According to the diagram, yes that would be correct. The location of the CVR/CSR was a point of contention for a while, as you may have read in the discussion I linked to. The diagram was made according to the video demonstration as-built apparatus.

Quote
I'm also wondering about something else, which also jives with my experience on the live circuit. If the FG has its own equivalent 50R in the output, why is the series 2R also required at the circuit itself? I think I understand why it's needed if the bias supply is a battery, but I don't think I  understand why it needs to be there if the FG or other source with a moderate impedance like the 555 timer circuit is used.

I've mentioned this before, but perhaps did not "take" well.
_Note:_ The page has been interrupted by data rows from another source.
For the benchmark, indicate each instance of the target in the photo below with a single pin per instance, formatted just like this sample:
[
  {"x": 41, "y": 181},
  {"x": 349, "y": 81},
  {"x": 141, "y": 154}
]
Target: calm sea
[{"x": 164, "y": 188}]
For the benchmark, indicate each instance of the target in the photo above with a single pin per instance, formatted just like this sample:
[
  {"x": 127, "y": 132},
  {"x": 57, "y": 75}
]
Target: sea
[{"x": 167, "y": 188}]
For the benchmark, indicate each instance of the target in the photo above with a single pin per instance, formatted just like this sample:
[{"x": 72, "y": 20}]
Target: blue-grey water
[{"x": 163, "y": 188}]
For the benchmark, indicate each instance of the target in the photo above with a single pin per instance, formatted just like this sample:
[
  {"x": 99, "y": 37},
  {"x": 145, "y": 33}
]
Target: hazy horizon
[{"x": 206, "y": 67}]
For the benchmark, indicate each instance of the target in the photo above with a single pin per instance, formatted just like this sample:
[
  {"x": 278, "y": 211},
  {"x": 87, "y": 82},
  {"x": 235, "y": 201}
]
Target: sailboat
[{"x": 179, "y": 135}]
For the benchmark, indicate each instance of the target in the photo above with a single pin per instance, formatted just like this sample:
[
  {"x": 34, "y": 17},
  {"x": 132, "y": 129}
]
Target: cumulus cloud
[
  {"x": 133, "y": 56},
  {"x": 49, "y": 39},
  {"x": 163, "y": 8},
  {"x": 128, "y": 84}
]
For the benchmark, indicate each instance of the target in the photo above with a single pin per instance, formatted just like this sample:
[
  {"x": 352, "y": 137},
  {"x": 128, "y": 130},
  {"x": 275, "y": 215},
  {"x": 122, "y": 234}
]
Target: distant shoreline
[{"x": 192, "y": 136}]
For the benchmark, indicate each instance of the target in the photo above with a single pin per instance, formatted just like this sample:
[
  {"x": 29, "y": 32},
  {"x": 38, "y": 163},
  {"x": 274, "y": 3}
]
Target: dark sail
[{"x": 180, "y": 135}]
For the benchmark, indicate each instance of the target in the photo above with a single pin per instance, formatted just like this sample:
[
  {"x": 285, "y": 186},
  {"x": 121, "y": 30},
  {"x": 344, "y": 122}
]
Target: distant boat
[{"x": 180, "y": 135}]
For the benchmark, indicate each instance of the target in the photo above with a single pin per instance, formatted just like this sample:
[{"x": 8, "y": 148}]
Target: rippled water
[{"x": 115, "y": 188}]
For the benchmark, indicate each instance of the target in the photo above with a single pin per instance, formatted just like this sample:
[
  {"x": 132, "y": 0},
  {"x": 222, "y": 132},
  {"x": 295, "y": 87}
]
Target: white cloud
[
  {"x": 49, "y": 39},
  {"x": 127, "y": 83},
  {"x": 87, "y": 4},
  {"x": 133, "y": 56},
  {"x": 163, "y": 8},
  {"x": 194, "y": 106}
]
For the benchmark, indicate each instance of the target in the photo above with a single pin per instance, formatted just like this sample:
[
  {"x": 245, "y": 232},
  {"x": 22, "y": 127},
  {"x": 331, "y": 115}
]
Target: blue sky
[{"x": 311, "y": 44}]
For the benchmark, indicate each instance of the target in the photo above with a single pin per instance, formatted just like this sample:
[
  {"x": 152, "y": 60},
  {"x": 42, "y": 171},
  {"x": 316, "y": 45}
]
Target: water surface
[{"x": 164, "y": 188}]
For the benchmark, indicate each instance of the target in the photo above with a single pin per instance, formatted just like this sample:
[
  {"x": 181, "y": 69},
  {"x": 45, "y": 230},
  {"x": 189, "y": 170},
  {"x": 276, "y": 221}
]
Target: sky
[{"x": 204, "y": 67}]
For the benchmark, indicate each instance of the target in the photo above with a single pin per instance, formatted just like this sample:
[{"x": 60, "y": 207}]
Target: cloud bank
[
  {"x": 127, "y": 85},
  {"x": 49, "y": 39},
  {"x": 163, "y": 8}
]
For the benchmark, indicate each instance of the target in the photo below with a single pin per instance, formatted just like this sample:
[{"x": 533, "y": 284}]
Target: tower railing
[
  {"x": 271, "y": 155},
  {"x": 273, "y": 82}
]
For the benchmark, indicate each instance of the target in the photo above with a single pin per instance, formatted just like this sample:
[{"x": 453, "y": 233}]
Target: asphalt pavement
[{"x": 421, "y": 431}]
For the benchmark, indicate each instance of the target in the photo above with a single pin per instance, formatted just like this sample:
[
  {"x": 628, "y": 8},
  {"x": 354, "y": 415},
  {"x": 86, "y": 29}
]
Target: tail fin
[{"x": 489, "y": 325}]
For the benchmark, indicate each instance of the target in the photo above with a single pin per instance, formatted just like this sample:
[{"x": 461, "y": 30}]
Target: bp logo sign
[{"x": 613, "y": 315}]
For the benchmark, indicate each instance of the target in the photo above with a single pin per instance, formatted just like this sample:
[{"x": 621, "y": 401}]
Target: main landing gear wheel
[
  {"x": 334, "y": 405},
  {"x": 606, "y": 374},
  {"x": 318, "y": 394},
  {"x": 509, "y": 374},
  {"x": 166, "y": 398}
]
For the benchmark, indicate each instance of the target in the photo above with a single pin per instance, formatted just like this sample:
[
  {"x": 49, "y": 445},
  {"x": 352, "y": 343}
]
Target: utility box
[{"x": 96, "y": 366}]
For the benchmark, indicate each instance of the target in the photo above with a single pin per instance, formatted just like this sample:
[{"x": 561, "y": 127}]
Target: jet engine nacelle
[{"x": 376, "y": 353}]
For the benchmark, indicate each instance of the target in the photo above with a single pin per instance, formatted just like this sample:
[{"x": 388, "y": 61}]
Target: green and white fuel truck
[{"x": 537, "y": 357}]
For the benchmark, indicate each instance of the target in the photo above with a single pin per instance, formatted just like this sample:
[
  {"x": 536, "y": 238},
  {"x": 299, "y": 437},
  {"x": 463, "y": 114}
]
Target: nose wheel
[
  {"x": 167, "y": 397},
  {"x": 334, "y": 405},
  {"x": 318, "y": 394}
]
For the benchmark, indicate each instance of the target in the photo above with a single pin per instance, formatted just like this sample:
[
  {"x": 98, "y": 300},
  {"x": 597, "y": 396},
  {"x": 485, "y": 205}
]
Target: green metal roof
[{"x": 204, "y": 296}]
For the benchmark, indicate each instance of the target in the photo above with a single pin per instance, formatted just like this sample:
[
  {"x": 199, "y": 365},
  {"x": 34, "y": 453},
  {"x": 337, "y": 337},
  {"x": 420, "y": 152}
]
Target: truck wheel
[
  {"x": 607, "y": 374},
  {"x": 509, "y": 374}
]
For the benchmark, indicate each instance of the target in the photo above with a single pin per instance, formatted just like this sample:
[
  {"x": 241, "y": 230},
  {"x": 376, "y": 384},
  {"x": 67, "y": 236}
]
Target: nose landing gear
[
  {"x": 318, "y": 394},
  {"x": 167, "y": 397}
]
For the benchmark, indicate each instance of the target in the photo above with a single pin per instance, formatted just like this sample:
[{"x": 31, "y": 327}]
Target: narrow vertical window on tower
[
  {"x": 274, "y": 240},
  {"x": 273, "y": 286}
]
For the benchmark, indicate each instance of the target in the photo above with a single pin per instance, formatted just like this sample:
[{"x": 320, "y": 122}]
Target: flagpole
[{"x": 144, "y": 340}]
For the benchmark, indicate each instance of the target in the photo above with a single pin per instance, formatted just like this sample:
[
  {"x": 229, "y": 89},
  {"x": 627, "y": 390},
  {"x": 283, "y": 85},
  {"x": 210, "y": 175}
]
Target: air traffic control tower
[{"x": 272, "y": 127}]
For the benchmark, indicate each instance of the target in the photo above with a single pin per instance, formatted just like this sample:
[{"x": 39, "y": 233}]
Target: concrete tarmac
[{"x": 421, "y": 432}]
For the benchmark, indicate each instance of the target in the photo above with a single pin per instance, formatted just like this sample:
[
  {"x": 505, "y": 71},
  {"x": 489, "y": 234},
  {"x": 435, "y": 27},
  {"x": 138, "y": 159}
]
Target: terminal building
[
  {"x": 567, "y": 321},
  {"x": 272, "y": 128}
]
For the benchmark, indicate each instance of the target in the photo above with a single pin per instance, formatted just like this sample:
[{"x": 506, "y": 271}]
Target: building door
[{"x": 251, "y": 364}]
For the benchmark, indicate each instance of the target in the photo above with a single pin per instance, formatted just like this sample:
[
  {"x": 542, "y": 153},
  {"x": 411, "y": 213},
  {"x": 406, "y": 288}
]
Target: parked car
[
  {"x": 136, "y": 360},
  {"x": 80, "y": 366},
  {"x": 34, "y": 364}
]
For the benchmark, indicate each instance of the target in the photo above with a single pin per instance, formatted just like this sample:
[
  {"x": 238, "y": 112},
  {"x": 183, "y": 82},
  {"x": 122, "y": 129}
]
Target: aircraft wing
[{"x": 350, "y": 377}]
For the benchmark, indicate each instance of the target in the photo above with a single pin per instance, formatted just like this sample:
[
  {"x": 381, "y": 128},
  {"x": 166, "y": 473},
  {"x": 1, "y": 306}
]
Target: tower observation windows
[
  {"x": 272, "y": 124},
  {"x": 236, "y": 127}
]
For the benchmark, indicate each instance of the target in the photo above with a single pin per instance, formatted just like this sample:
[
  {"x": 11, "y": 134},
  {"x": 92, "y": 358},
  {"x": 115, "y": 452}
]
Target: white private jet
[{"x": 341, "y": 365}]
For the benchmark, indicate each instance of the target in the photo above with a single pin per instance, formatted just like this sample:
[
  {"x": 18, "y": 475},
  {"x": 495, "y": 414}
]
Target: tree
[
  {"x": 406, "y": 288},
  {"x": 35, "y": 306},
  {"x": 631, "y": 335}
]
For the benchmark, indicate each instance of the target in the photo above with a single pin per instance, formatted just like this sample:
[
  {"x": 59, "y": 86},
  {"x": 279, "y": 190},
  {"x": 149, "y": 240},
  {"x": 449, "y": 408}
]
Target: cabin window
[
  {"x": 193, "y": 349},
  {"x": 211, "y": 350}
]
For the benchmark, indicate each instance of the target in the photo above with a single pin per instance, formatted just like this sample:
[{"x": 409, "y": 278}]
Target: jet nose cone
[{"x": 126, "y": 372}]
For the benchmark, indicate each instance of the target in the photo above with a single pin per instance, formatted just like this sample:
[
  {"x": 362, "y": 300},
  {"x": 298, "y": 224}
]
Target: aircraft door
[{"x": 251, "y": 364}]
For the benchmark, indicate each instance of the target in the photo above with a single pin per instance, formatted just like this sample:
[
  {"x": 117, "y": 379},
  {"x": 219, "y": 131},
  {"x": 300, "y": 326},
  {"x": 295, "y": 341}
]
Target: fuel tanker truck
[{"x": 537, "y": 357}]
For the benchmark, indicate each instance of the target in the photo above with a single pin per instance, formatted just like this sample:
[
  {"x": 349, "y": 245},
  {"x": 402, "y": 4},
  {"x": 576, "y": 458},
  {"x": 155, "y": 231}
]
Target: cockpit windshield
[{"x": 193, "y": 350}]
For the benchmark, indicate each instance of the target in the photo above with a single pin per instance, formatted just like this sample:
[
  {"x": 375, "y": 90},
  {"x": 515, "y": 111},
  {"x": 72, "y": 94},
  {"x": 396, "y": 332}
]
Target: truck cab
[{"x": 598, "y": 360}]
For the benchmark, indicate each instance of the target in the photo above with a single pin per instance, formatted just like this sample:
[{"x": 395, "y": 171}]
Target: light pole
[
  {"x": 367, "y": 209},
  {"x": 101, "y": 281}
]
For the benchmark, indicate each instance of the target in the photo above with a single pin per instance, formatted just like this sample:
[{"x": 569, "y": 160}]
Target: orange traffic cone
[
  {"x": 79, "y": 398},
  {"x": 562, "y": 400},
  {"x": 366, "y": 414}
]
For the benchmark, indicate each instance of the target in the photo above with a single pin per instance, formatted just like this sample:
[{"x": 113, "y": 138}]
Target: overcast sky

In the simulations, if the FG (or DC source) resistance is made anything close to 50 Ohms, the oscillations either stop or look considerably different. Even the NERD's simulation uses a 22 Ohm instead of 50 Ohm. It worked best for me with a 2 Ohm.

Quote from: poynt99 on April 25, 2012, 02:23:01 PM
According to the diagram, yes that would be correct. The location of the CVR/CSR was a point of contention for a while, as you may have read in the discussion I linked to. The diagram was made according to the as-built apparatus.
I've mentioned this before, but perhaps did not "take" well. In the simulations, if the FG (or DC source) resistance is made anything close to 50 Ohms, the oscillations either stop or look considerably different. Even the NERD's simulation uses a 22 Ohm instead of 50 Ohm. It worked best for me with a 2 Ohm.

.99,

Are you saying the NERD circuit FG did not have an Rgen of 50R, or that the sim would not work with 50R?

PW

The sim would not work properly with 50 Ohms.

Of course the FG has a 50 Ohm output.